L’incontro Ad Assisi i vescovi italiani si riuniranno per una quattro giorni dedicata alla definizione delle linee pastorali per i prossimi anni e al confronto conclusivo sul Cammino sinodale delle Chiese in Italia. Dopo l’introduzione del cardinale Zuppi, prevista alle 16 di lunedì 17, l’Assemblea discuterà le priorità e le delibere nate dal Documento di sintesi approvato nella terza Assemblea sinodale. Le prospettive emerse costituiranno la base di lavoro per la successiva Assemblea generale del maggio 2026.
Il programma Martedì 18 novembre, dopo il saluto di monsignor Thibault Verny, presidente della Pontificia Commissione per la tutela dei minori, i vescovi si divideranno in gruppi di studio.

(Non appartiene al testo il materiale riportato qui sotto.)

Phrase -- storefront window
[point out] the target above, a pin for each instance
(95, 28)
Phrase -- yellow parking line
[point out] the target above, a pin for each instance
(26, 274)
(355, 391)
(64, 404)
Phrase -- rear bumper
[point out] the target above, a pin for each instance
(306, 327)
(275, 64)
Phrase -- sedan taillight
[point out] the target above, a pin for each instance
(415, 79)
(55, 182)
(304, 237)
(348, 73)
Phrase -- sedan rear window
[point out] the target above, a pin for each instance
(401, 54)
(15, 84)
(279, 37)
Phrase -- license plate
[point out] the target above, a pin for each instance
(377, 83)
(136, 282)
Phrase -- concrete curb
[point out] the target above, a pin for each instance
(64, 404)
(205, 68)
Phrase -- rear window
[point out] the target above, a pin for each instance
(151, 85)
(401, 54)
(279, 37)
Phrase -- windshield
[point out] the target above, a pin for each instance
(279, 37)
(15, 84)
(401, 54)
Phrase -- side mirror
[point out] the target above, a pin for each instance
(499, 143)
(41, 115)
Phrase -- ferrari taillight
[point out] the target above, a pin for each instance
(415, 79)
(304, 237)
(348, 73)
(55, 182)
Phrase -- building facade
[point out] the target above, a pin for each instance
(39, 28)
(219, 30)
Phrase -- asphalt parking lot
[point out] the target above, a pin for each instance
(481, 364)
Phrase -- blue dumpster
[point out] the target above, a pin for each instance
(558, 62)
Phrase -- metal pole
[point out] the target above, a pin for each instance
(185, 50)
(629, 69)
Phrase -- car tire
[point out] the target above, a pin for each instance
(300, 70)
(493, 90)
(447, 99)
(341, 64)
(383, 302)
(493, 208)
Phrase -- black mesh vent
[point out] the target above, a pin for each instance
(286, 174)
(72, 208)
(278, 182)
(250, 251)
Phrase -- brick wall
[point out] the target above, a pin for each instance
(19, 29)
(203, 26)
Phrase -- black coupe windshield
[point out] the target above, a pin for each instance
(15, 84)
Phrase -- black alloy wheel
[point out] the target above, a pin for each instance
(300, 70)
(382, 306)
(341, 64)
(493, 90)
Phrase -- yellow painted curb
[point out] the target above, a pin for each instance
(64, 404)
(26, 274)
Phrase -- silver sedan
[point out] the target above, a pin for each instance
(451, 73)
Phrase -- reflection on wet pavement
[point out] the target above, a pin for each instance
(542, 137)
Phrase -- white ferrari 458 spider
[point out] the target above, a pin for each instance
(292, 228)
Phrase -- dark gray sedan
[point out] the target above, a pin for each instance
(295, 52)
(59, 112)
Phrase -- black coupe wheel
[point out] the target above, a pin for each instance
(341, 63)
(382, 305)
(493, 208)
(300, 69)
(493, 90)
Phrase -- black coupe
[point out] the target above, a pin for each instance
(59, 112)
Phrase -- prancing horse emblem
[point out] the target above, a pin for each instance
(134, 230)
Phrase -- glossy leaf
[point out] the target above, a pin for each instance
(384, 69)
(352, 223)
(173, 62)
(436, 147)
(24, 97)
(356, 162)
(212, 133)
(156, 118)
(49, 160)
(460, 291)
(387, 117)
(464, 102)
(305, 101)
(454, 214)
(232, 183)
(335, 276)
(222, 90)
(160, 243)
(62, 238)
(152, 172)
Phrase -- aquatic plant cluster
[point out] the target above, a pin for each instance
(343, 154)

Tra i temi all’ordine del giorno, l’approvazione del documento «L’insegnamento della religione cattolica: laboratorio di cultura e dialogo» e la presentazione dei testi «Educare alla pace». Nella stessa giornata, alle 19.15, si terrà nella Basilica di Santa Maria degli Angeli una preghiera per le vittime e i sopravvissuti agli abusi, presieduta da monsignor Ivan Maffeis, arcivescovo di Perugia-Città della Pieve e delegato per la tutela dei minori e delle persone vulnerabili della Conferenza episcopale umbra. Mercoledì 19, alle 19, è in programma la celebrazione dei Vespri e la preghiera per la pace nella Basilica Inferiore, guidata dal cardinale Zuppi, che nello stesso giorno incontrerà la stampa presso la Domus Pacis.